Mandrill, a Mailchimp add-on, announced an outage early this week. The company reported that users could send emails, but could not receive emails. Additionally, users experienced errors when using webhooks and scheduled mailings. Many users have expressed their disappointment with the lack of communication on the issue and the pace of correcting the issue.
The company eventually provided the following explanation:
Mandrill uses a sharded Postgres setup as one of our main datastores. On Sunday, February 3, at 10:30pm EST, 1 of our 5 physical Postgres instances saw a significant spike in writes. The spike in writes triggered a Transaction ID Wraparound issue. When this occurs, database activity is completely halted. The database sets itself in read-only mode until offline maintenance (known as vacuuming) can occur.

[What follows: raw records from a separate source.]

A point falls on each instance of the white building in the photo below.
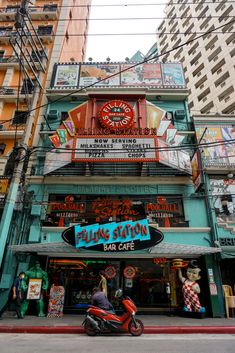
(209, 59)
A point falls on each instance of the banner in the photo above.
(66, 76)
(93, 73)
(119, 74)
(218, 146)
(115, 149)
(56, 301)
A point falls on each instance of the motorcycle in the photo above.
(101, 321)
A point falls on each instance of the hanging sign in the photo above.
(113, 237)
(110, 272)
(129, 272)
(34, 288)
(116, 115)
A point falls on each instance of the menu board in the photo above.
(56, 301)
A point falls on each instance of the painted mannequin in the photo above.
(35, 272)
(191, 289)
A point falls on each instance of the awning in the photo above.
(62, 249)
(227, 252)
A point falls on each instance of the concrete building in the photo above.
(208, 59)
(109, 158)
(33, 36)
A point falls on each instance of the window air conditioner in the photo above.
(180, 114)
(53, 115)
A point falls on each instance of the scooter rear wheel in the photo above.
(136, 327)
(90, 331)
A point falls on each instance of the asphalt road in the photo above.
(49, 343)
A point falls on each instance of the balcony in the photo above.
(8, 61)
(47, 12)
(8, 131)
(10, 94)
(5, 34)
(8, 14)
(45, 33)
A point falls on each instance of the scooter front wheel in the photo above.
(136, 327)
(89, 329)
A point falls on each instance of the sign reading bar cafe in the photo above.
(113, 237)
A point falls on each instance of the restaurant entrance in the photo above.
(142, 279)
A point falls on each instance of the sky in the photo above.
(109, 20)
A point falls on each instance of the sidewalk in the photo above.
(154, 324)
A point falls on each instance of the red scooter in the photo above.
(100, 321)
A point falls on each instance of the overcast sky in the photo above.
(118, 47)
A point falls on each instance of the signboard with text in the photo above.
(113, 237)
(113, 148)
(118, 74)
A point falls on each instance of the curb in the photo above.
(147, 329)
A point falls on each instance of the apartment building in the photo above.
(208, 59)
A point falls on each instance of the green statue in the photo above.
(35, 272)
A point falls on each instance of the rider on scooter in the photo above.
(100, 300)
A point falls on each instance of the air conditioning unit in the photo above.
(180, 114)
(169, 116)
(53, 114)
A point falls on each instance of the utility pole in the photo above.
(26, 44)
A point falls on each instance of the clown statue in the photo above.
(35, 272)
(190, 288)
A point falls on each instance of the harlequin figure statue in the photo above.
(35, 272)
(191, 288)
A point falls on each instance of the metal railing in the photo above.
(8, 59)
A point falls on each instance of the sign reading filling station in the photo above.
(116, 115)
(113, 237)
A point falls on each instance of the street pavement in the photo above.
(154, 324)
(37, 343)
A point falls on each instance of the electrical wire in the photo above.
(130, 67)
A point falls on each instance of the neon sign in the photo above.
(113, 237)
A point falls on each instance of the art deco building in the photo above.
(33, 36)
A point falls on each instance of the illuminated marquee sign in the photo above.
(116, 115)
(113, 148)
(113, 237)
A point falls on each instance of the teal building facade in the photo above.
(117, 145)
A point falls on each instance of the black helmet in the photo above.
(118, 293)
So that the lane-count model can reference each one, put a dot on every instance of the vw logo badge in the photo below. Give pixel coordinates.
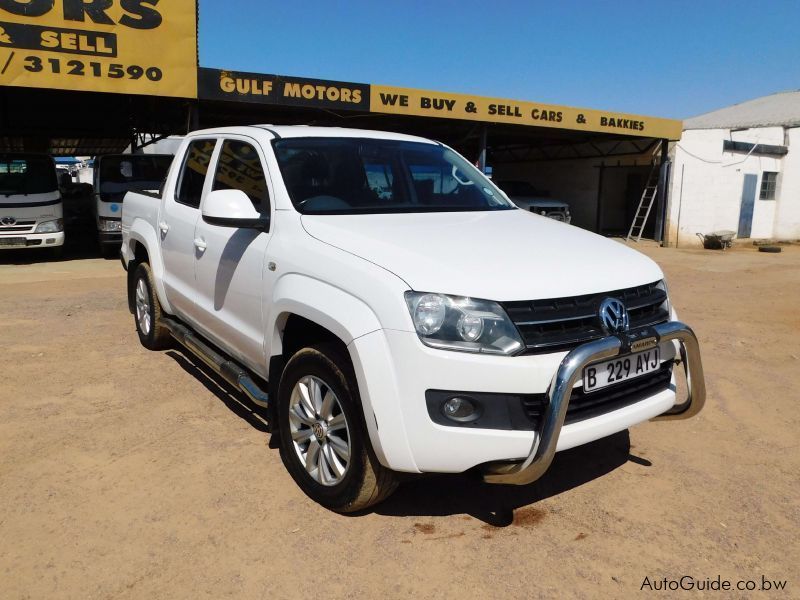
(613, 316)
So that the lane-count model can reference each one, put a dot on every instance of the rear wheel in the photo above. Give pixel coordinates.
(147, 310)
(323, 439)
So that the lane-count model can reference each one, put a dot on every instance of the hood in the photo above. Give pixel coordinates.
(28, 200)
(495, 255)
(526, 201)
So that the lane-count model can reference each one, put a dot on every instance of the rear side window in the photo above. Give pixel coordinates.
(240, 168)
(193, 173)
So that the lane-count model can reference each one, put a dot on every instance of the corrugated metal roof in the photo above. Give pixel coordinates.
(776, 110)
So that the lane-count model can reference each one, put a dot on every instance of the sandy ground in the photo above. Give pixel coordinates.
(131, 474)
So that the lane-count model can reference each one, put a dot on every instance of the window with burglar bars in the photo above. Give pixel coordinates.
(769, 182)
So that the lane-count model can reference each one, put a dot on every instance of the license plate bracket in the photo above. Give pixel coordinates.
(620, 368)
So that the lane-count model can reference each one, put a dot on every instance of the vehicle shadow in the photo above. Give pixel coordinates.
(450, 494)
(466, 493)
(236, 402)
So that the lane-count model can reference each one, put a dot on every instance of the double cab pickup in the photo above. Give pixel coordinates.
(394, 312)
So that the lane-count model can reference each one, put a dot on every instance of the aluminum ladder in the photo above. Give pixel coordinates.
(649, 195)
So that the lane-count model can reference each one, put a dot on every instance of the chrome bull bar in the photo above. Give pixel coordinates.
(571, 368)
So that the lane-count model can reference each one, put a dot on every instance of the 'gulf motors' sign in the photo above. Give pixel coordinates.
(123, 46)
(260, 88)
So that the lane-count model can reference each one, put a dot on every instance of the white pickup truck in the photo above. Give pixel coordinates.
(31, 209)
(369, 291)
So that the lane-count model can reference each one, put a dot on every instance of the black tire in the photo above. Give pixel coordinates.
(365, 481)
(109, 251)
(155, 336)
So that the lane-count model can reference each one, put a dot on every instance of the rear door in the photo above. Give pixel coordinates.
(230, 270)
(176, 227)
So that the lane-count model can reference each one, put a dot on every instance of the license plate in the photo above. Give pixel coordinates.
(622, 368)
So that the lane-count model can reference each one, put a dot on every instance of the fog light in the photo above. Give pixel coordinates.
(460, 408)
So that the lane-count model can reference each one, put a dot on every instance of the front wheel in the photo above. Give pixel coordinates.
(323, 440)
(147, 310)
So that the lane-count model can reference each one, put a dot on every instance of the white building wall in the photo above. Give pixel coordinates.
(787, 209)
(706, 185)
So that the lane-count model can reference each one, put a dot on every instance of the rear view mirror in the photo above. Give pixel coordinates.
(126, 169)
(232, 208)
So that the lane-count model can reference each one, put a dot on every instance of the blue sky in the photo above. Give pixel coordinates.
(668, 58)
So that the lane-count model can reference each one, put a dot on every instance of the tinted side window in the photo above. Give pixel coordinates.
(193, 175)
(240, 168)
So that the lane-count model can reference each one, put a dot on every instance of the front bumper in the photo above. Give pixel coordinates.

On Wednesday, February 5th, the company reported that it had resolved the issue. Because of the complexity of the problem, Mailchimp/Mandrill is not entirely sure how many users were affected, and the company opted to lose some customer data in order to get the service back to fully running. There may be some residual effects to the outage. For instance, stats and metrics during the outage will be incorrect or missing. Otherwise, the service should be back to full operation.
The company has reported that it will compensate affected customers for the outage. Additionally, the company will conduct a complete post-mortem investigation to better understand the situation. For now, it appears the issue has been resolved.